The Dow Jones Industrial Average slid 178 points, or 0.55%. S&P 500 dipped 0.48%, while Nasdaq Composite was 0.22% lower.
— Sarah Min
Jefferies upgrades Regeneron following Dupixent results
Jefferies says it's time to buy Regeneron after results from a recent study showed that its Dupixent drug could potentially treat chronic obstructive pulmonary disease.
Analyst Akash Tewari upgraded the company to buy from hold, saying that use cases for COPD could create a $4 billion opportunity for Regeneron.
Read more on the call from Jefferies here.
— Samantha Subin
Durable goods orders fell 1% in February, more than expected
Demand for long-lasting goods such as appliances, TVs and computers fell more than expected in February, the Commerce Department reported Friday.
Durable goods orders declined 1% for the month, more than the Dow Jones estimate for a 0.3% decline though less than the 5% plunge in January.
Excluding transportation, new orders were unchanged, while orders less defense fell 0.5%.
Stock market futures held losses following the 8:30 a.m. ET data release.
Stocks making the biggest moves premarket
These companies are making headlines in premarket trading:
- Deutsche Bank — The German lender's shares tumbled 13% following a spike in credit default swaps — a form of insurance for a company's bondholders against its default — raising concerns again over the health of the European banking industry.

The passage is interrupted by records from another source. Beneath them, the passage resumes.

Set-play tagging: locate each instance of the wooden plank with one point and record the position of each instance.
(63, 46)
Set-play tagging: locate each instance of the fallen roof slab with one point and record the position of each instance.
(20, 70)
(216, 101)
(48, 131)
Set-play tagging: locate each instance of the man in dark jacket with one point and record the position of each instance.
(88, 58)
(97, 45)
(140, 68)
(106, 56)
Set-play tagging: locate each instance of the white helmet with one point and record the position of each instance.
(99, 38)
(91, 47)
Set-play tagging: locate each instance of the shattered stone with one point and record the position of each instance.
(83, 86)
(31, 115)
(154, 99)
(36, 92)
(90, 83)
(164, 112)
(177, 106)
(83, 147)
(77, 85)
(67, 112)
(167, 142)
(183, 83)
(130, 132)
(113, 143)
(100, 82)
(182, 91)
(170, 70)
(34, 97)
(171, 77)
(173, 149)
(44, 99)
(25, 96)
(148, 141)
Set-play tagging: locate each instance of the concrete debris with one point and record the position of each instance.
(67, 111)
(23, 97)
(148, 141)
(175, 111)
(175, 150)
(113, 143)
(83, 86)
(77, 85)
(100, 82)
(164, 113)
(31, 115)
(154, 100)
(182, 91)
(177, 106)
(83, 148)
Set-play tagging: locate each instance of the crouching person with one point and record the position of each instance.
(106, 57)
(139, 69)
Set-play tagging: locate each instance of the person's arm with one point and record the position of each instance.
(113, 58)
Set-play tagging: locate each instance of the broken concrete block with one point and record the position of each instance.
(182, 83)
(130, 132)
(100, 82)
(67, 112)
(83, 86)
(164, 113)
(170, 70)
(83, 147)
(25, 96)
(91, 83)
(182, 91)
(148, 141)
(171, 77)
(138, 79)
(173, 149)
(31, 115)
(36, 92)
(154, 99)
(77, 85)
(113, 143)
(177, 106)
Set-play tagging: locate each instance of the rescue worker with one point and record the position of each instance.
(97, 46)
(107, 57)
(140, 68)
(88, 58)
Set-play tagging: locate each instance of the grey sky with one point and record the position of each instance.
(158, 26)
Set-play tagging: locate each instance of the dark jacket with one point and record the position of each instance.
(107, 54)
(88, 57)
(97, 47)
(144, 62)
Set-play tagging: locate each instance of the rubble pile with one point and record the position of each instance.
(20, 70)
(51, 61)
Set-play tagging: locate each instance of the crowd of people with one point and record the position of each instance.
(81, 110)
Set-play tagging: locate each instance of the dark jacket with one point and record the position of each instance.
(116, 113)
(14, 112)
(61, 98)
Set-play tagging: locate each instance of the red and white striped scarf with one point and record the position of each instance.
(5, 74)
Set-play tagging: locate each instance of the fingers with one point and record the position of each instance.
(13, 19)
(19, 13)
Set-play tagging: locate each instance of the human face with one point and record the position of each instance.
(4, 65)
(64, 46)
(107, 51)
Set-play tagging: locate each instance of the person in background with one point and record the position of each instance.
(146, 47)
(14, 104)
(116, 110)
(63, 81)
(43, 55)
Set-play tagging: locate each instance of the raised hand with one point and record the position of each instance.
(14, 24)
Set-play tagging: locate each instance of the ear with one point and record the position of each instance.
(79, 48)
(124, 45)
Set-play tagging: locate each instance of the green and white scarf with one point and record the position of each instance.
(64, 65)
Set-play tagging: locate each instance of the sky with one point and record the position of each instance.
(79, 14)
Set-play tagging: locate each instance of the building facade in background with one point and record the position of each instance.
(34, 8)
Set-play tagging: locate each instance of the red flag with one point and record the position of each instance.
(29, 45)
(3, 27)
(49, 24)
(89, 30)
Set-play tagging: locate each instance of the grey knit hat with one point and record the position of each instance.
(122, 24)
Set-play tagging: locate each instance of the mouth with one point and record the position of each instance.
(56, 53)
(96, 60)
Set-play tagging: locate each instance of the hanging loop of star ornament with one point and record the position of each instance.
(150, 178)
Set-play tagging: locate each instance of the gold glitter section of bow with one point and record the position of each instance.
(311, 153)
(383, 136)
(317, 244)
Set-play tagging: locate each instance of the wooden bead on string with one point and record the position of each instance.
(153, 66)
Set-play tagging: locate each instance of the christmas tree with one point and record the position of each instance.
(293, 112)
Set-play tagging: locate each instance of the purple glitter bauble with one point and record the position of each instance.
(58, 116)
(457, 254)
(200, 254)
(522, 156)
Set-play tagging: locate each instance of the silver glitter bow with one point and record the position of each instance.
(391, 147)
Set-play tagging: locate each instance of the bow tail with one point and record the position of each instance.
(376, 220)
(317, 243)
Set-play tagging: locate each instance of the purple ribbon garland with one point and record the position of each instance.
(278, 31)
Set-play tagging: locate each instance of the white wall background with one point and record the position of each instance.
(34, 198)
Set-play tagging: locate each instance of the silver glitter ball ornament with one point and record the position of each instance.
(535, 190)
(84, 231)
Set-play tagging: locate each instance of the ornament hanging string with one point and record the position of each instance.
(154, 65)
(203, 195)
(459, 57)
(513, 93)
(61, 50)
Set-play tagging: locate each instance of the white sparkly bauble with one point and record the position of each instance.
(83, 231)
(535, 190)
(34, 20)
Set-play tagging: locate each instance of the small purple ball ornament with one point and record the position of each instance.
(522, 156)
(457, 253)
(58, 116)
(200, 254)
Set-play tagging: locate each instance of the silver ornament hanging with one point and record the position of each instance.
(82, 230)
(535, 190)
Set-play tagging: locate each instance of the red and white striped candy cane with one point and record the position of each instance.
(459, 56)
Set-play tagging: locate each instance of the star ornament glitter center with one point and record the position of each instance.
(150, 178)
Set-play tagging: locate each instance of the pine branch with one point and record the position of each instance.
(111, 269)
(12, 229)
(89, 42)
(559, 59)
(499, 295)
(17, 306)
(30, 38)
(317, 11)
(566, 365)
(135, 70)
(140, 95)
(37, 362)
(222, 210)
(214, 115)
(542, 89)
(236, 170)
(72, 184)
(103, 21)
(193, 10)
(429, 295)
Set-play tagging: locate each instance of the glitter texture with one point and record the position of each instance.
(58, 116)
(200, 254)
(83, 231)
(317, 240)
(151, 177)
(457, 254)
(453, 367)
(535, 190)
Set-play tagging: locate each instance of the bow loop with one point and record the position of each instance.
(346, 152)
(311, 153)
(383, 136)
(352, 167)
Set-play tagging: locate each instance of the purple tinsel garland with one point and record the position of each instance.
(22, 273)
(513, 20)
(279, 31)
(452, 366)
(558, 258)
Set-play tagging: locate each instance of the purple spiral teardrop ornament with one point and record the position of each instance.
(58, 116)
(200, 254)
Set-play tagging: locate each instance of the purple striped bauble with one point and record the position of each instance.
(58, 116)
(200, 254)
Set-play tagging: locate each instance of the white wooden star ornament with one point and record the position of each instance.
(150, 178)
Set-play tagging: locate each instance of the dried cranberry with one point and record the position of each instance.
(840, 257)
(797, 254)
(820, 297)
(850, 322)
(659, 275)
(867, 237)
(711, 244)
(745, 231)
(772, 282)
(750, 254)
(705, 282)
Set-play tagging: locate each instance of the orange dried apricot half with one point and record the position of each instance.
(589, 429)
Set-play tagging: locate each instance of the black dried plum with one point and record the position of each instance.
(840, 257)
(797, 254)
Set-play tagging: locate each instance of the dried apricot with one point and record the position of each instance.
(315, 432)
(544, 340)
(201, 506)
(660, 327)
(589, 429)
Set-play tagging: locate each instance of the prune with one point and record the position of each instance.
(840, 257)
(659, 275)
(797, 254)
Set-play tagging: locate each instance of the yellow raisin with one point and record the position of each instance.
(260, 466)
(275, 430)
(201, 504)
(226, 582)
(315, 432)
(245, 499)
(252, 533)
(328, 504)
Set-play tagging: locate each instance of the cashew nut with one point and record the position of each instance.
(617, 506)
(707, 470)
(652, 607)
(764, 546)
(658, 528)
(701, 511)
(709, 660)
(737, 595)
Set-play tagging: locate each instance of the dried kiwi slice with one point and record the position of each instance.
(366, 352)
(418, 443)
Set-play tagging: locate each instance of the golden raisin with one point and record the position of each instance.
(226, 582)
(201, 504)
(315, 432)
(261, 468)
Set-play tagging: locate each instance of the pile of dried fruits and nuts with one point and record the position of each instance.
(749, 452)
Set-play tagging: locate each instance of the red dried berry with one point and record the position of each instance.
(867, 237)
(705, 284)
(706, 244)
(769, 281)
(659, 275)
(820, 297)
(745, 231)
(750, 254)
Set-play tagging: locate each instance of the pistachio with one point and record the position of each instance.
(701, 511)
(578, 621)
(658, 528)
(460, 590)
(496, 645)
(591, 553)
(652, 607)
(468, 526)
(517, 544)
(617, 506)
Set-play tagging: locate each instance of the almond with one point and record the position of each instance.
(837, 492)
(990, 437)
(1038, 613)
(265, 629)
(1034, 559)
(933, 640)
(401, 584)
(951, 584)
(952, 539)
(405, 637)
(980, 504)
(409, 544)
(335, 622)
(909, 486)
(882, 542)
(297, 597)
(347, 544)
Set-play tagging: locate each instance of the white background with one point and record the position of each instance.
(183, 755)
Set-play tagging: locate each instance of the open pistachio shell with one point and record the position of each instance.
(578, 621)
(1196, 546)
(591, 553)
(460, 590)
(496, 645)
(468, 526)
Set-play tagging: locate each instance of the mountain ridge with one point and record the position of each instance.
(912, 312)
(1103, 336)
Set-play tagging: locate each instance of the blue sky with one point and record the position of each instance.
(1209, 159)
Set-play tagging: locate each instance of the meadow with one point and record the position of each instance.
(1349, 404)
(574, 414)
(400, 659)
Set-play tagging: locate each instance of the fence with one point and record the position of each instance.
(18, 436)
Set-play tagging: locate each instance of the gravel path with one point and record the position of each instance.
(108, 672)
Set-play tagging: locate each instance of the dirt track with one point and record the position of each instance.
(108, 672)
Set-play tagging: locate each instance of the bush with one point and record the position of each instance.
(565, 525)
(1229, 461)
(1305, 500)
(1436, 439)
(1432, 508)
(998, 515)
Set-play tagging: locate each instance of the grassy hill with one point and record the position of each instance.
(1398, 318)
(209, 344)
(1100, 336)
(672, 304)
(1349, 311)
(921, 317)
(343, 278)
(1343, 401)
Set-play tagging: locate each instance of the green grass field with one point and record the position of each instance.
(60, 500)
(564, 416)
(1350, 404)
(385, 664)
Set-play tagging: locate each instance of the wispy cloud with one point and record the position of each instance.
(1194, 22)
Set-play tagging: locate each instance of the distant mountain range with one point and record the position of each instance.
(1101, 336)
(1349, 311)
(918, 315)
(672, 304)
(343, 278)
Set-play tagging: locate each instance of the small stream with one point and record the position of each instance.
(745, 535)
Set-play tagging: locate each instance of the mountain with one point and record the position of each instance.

- Banks — Shares of U.S. banks fell as investors worried about the global banking system. First Republic Bank fell 3%, while Western Alliance, Zions Bancorporation and Fifth Third all lost more than 2%. Large banks weren't immune from traders' skittishness. JPMorgan Chase and Bank of America were down 2% as well.
- Block — The payment company slid 1.9%, a day after losing nearly 15% when short seller Hindenburg Research alleged that Block facilitates fraud. On Friday, Block was downgraded to hold by Atlantic Equities on the lack of clarity on its Cash App after Hindenburg's short position.
Read on for more movers here.
— Tanaya Macheel
Atlantic Equities downgrades Block, cites need for more clarity on Cash App
Analyst Kunaal Malde downgrades shares to neutral from an overweight rating, saying that Cash App's business could suffer if the company truly works to improve risk controls in order to curb illegal activity.
"With valuation remaining high, we believe it is prudent to turn Neutral until we can get more comfort around sizing the exposure to these risk factors," Malde wrote.
The stock slumped 2% before the bell, building on Thursday's roughly 15% drop.